Enoch nodded. Jack had become a bit furious.
“So let me hear your guess, Enoch. You said that she didn’t look like a ship built by a Dutchman. Who was the shipwright, then?”
“A Dutchman, of course! For only they are so free in adopting outlandish notions-only they have the confidence. Everyone else only parrots them.”
“You are both right and wrong,” Jack said after a moment’s pause, and then turned away and began slogging down the beach in the direction of a fire that had been kindled in the last few minutes, as the sun had finally disappeared and stars came out overhead. “Our shipwright is one Jan Vroom of Rotterdam.
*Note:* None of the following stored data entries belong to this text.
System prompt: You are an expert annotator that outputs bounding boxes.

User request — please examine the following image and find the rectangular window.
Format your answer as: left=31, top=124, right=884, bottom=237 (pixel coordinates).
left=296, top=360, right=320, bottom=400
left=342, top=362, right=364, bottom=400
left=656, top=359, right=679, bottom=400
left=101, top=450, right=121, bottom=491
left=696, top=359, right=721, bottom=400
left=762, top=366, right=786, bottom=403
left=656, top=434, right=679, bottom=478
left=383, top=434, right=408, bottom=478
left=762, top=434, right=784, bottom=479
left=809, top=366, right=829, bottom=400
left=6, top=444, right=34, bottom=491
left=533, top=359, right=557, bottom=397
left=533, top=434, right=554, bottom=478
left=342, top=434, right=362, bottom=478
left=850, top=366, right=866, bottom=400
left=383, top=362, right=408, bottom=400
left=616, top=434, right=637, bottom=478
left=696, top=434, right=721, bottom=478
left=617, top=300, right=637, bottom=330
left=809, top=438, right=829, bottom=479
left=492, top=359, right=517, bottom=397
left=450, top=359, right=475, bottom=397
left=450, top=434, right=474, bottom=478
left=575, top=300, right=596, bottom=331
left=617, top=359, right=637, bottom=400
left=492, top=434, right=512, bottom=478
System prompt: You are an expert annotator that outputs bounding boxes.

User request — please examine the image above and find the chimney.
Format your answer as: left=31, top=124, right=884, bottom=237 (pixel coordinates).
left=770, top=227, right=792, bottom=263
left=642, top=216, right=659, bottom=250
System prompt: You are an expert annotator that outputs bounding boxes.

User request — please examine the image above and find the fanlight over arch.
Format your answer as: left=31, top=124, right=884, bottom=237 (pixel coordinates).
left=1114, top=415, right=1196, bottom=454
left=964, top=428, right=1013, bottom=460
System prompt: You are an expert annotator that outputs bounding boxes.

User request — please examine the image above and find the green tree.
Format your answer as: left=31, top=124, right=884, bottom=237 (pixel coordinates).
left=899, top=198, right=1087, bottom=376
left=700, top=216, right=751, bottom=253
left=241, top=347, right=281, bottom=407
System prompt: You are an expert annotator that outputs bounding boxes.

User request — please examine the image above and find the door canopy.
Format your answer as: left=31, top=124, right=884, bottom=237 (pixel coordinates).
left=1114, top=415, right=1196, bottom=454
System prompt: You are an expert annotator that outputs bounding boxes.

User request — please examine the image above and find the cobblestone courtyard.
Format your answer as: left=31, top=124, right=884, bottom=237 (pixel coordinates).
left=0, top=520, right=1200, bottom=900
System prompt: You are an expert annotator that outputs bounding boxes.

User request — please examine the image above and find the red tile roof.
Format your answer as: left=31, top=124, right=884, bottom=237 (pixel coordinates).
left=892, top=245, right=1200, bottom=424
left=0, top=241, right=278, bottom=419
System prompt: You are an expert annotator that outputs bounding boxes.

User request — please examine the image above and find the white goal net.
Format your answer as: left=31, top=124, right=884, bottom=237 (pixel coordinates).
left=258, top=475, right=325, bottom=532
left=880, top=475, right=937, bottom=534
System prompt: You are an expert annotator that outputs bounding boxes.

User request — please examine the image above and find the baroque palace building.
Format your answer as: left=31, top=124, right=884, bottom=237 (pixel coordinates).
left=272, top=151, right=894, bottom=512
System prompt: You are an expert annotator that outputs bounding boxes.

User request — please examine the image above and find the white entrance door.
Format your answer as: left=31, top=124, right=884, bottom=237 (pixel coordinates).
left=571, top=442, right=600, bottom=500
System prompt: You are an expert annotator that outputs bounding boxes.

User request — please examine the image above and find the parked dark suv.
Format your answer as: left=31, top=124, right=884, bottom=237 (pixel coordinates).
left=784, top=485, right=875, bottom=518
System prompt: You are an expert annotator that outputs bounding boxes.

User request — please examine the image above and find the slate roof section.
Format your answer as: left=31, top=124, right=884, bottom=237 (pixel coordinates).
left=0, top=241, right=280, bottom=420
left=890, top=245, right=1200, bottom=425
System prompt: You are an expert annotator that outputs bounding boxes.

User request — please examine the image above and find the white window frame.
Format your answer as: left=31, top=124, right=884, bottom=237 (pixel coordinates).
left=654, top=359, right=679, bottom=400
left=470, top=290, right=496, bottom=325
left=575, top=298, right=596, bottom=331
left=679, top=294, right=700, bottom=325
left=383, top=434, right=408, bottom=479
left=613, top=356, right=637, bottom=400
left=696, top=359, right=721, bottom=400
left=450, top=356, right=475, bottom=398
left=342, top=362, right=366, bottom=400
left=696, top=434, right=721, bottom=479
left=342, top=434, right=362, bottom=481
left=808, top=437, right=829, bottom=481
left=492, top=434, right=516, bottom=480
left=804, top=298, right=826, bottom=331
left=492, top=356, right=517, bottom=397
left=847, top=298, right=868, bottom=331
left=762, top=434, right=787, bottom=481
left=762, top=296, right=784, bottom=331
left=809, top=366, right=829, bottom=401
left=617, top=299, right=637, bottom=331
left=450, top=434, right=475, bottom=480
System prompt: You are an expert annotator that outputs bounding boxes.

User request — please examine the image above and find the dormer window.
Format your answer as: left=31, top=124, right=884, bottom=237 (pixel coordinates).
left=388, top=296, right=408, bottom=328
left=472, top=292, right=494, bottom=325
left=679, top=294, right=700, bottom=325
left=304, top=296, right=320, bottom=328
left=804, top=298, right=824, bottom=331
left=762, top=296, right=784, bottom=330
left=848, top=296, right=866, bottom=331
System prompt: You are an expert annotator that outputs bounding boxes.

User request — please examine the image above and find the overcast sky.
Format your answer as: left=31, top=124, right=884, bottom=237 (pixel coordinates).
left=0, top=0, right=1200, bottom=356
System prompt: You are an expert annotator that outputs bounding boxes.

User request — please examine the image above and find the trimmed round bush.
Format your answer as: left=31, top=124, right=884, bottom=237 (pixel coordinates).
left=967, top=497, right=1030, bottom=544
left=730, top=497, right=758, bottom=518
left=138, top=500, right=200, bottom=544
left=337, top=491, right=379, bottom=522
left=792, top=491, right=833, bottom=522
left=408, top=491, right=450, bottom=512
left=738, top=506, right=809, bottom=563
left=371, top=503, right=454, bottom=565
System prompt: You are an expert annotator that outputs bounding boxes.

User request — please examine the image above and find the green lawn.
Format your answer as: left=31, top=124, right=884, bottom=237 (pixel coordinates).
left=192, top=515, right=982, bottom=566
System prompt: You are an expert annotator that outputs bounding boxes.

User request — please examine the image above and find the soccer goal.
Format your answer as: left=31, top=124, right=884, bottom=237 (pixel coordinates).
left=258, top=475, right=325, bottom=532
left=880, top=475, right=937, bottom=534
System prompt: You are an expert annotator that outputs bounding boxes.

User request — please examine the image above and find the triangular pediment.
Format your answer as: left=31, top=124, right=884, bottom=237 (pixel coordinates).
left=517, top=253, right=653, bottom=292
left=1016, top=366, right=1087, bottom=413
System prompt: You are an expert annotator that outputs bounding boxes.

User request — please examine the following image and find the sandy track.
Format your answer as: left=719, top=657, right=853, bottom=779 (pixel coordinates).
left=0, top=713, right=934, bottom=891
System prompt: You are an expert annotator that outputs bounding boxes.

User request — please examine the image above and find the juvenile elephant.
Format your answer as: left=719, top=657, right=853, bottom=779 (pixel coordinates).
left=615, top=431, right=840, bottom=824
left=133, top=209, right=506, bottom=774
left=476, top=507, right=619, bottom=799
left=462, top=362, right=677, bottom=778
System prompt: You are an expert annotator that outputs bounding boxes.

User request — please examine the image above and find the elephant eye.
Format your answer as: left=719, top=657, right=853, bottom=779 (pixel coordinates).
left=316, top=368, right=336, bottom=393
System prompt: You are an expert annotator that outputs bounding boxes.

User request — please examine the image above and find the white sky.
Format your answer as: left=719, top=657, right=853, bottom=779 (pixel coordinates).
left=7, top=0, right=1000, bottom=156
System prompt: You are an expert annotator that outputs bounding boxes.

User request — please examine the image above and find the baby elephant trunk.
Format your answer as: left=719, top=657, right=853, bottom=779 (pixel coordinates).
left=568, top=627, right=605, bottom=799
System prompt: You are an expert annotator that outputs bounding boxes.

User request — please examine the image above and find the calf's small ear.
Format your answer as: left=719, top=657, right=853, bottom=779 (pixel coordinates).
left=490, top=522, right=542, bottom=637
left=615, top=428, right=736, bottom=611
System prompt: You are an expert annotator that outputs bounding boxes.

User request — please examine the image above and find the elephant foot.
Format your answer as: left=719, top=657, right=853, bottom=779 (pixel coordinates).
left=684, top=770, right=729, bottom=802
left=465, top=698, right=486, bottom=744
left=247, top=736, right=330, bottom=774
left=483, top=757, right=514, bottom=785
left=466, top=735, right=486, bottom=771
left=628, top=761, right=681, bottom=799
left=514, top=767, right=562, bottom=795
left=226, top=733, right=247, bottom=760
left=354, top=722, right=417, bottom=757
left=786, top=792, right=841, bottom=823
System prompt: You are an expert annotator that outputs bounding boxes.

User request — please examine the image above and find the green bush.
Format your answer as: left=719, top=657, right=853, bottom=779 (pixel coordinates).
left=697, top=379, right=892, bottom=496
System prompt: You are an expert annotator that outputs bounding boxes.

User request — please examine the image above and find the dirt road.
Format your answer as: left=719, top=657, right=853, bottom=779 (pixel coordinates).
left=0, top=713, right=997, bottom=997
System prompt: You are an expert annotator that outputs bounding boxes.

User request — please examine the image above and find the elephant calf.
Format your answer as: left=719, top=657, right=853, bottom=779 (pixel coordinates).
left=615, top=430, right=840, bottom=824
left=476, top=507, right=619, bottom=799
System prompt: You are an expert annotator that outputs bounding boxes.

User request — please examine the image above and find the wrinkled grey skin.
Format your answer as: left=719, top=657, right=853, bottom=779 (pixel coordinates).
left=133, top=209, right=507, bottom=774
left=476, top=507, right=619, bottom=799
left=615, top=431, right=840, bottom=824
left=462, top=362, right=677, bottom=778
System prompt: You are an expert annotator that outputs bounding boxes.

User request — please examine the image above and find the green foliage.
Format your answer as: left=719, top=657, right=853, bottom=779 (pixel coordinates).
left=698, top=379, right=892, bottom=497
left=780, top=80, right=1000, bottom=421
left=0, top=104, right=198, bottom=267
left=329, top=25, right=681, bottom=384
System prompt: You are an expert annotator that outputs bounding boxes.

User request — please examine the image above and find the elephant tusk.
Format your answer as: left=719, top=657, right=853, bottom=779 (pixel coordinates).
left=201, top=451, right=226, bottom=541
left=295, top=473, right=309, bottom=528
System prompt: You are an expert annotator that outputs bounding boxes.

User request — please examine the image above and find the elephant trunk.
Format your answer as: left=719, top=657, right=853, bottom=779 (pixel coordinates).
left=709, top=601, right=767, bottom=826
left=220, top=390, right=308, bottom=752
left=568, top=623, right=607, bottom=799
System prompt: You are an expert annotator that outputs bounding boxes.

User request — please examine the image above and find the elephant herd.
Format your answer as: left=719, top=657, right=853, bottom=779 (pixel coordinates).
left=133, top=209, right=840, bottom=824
Van Hoek recruited him.”
“His name is well-known. What on earth is he doing here?”
“It seems that in the days of Vroom’s apprenticeship, shipwrights were held in high esteem by the V.O.C. and the Admiralty, and given a free hand. Each ship was built a little differently, according to the wisdom-or as some would say, the whim-of the shipwright. But recently the V.O.C. have become prideful, thinking that they know everything that will ever be known about how to build ships, and they have begun specifying sizes and measurements down to a quarter of an inch-they want every ship the same. And if a shipwright dares to show any artistry, why, then, some rival shipwright will be brought in to take measurements and write up a report, laying out how these rules and regulations have been violated, and causing no end of trouble. What it comes down to is that Jan Vroom did not feel appreciated. And when a worm-gnawed and weatherbeaten letter arrived in his hands, a couple of years ago, from an old acquaintance of his named Otto van Hoek, he dropped what he was doing and took passage on the next ship out of Rotterdam.”
“Looks as if more followed,” said Enoch, for they were now close enough that they could see a whole semicircle of muttering Dutchmen around the fire, lighting up their clay pipes with flaming twigs. In the middle were the red-headed captain, and a tall man with a blond-going-gray beard who was obviously Vroom. But four younger men were around them, listening and nodding.